Bug ID: JDK-8309908 C2 SuperWord: improve packing strategy (lookahead?)

Type: Enhancement
Component: hotspot
Sub-Component: compiler
Affected Version: 20,21,22

Priority: P4
Status: Open
Resolution: Unresolved

Submitted: 2023-06-13
Updated: 2025-01-07

Other
tbdUnresolved

Currently, extend_pairset_with_more_pairs_by_following_use_and_def is greedy.

This means that we can get inputs swapped, and then the inputs further up cannot be vectorized.

In the literature, there are algorithms that try to do some "look-ahead", to generate more optimal packing.

Related issue: JDK-8303113
(here we even have issues with creating adjacent memops)

--------------------- Original description: -----------------

The attached Test2.java  does not vectorize, as we can see:
./java -Xbatch -XX:CompileCommand=compileonly,Test2::test -XX:+TraceNewVectors -XX:+TraceSuperWord -XX:+Verbose -XX:+TraceLoopOpts -XX:UseAVX=2 Test2.java

See the attached "swap.png", we can see that there was a edge swapping. This means that the left and right operations are shuffled, and therefore the vector input/outputs do not align any more.

 If I comment out the commute operation during IGVN, then it does vectorize:

diff --git a/src/hotspot/share/opto/addnode.cpp b/src/hotspot/share/opto/addnode.cpp
index cf8f58d8e23..820fa5f9c84 100644
--- a/src/hotspot/share/opto/addnode.cpp
+++ b/src/hotspot/share/opto/addnode.cpp
@@ -118,11 +118,11 @@ static bool commute(PhaseGVN* phase, Node* add) {
     return true;
   }
 
-  // Otherwise, sort inputs (commutativity) to help value numbering.
-  if( in1->_idx > in2->_idx ) {
-    add->swap_edges(1, 2);
-    return true;
-  }
+  // // Otherwise, sort inputs (commutativity) to help value numbering.
+  // if( in1->_idx > in2->_idx ) {
+  //   add->swap_edges(1, 2);
+  //   return true;
+  // }
   return false;
 }

We should also look into removing CloneMap / CompileCommand Vectorize.

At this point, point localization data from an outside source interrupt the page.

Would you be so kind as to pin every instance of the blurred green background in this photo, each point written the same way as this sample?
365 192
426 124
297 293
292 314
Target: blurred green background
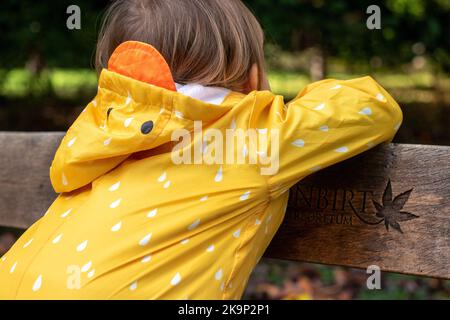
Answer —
46 78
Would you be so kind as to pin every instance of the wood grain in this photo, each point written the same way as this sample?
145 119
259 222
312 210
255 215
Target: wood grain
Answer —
332 233
331 218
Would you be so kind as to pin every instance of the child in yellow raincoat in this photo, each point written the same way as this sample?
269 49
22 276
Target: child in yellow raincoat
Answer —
132 220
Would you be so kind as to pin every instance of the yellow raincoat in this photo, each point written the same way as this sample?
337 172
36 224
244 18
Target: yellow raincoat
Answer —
129 223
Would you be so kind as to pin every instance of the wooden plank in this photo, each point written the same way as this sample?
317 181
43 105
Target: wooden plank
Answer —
341 225
25 187
323 229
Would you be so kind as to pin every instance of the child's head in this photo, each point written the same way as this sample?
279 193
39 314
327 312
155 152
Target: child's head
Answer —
210 42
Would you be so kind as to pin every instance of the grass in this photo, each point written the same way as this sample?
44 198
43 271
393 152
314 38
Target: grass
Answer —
67 83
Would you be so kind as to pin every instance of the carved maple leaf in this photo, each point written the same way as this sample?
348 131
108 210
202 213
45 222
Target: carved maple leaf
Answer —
390 211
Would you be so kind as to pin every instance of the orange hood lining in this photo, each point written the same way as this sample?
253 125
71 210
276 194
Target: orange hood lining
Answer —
142 62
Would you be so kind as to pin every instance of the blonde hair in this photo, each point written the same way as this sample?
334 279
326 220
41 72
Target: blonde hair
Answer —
210 42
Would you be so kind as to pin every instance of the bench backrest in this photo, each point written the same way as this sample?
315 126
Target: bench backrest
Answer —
331 217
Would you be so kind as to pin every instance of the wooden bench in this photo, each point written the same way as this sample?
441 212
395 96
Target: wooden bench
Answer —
331 217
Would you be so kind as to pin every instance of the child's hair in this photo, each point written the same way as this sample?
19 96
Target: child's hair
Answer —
209 42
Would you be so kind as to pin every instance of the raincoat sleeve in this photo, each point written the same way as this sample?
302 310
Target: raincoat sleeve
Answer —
328 122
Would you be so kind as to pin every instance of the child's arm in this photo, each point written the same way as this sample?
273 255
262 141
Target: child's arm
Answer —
330 121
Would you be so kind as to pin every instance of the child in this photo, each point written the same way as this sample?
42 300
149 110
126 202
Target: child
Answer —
130 222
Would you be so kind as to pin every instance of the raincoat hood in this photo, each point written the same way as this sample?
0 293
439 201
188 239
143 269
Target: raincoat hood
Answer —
137 108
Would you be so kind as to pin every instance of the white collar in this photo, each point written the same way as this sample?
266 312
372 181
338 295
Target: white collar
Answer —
213 95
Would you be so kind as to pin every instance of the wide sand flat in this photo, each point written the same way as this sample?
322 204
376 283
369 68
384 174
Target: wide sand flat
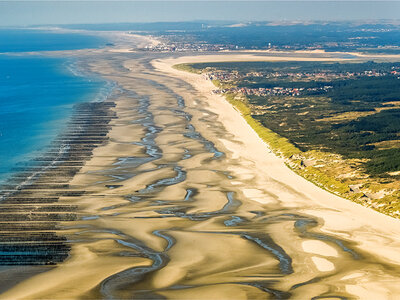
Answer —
186 201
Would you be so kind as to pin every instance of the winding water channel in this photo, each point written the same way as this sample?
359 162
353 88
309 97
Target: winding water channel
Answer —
166 212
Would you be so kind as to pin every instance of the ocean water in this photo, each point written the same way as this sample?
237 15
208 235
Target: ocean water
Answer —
25 40
37 94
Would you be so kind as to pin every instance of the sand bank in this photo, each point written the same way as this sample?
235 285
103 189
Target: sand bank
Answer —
370 229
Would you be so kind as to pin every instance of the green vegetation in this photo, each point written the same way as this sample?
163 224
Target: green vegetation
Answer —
345 139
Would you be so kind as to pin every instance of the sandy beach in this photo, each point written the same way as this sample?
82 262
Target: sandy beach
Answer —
184 200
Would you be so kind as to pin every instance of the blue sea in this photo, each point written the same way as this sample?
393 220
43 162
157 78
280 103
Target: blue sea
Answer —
37 93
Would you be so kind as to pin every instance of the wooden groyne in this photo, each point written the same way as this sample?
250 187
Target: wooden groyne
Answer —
30 211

The reason some cases require it is that the same array is referenced by a constant offset in the same loop. This confuses the packing - but already for find-adjacent memrefs.
07-01-2025
Is SuperWord::order_def_uses related to this issue?
10-02-2024
It seems there is already some kind of edge-swapping code around: SuperWord::opnd_positions_match Why does that not work? I edited Test2.java: ./java -Xbatch -XX:CompileCommand=compileonly,Test2::test* -XX:+TraceNewVectors -XX:+TraceSuperWord -XX:+Verbose -XX:+TraceLoopOpts -XX:UseAVX=2 -XX:+PrintIdeal Test2.java If I remove the swap, then it vectorizes, but then the two adds in "test2" do not get merged into one, "Identity" does not recognize it. I looked into the idea with removing the swap and adjusting the cmp. But that does not work. For Global Value Numbering to work, we assume that only nodes with the same inputs at the same indices can be the same, see "hash_find_insert". Only if all inputs are the same do we call "cmp", to see if the nodes may be different not because of the inputs, but because of some other internal state. I don't think we want to change how Global Value Numbering works just for this. Rather, we probably have to do something smarter inside SuperWord. And also take care of more general cases, like: for (i ...) { a[i+0] = b[i+0] + c[i+0] a[i+1] = c[i+1] + b[i+1] } Finding a optimal solution is probably out of scope, SuperWord is somewhat optimistic / greedy. Another solution is what I have found is "lookahead-SLP" [1]. The idea is to look ahead a little, and see if one can swap/reorder the edges to make packing more efficient. And a later paper [2] even reorders more. But basically, one would start some sort of local search, at some 2 nodes that are already packed. The left one might be the reference, the right one has to be adjusted to it as far as possible. Whenever we encounter a commutable node, we branch the search (swap or not?). Or we use "super-nodes" if we have a subgraph that is commutable, and reorder everything in it (factorial explosion of options). This search is relatively straight-forward if we go from use to def, via inputs up the graph. But if we go down, the we may have multiple uses which cannot directly be expected to match. So maybe we would have to enumerate all ways the outputs could be swapped, and branch over those? [1] Look-ahead SLP: auto-vectorization in the presence of commutative operations https://dl.acm.org/doi/10.1145/3168807 https://llvm.org/devmtg/2018-04/slides/Rocha-Look-Ahead%20SLP.pdf [2] Super-Node SLP: Optimized Vectorization for Code Sequences Containing Operators and Their Inverse Elements https://rcor.me/papers/cgo19snslp.pdf
06-10-2023
Idea discussed with [~thartmann]: Do not swap, but override the compare method. Needs more investigation.
15-06-2023
Converted to RFE because this is not a regression but an issue that probably existed since day 1.
13-06-2023
Some ideas for solutions: - disable the commute / edge swap operation. probably generally not a great idea. - disable it only inside a unrolled loop, so that we keep consistency. But the loop-info is not really available during IGVN. So one would maybe have to mark the nodes somehow as "please do not commute". - Make SuperWord more powerful and swap the edges. This would be most powerful and could even parallelize code that was "swapped" already in the Java source code: for (i ...) { a[i+0] = b[i+0] + c[i+0] a[i+1] = c[i+1] + b[i+1] }
13-06-2023
I don't think there is any regression here. We can also convert this into an RFE if that is preferred.
13-06-2023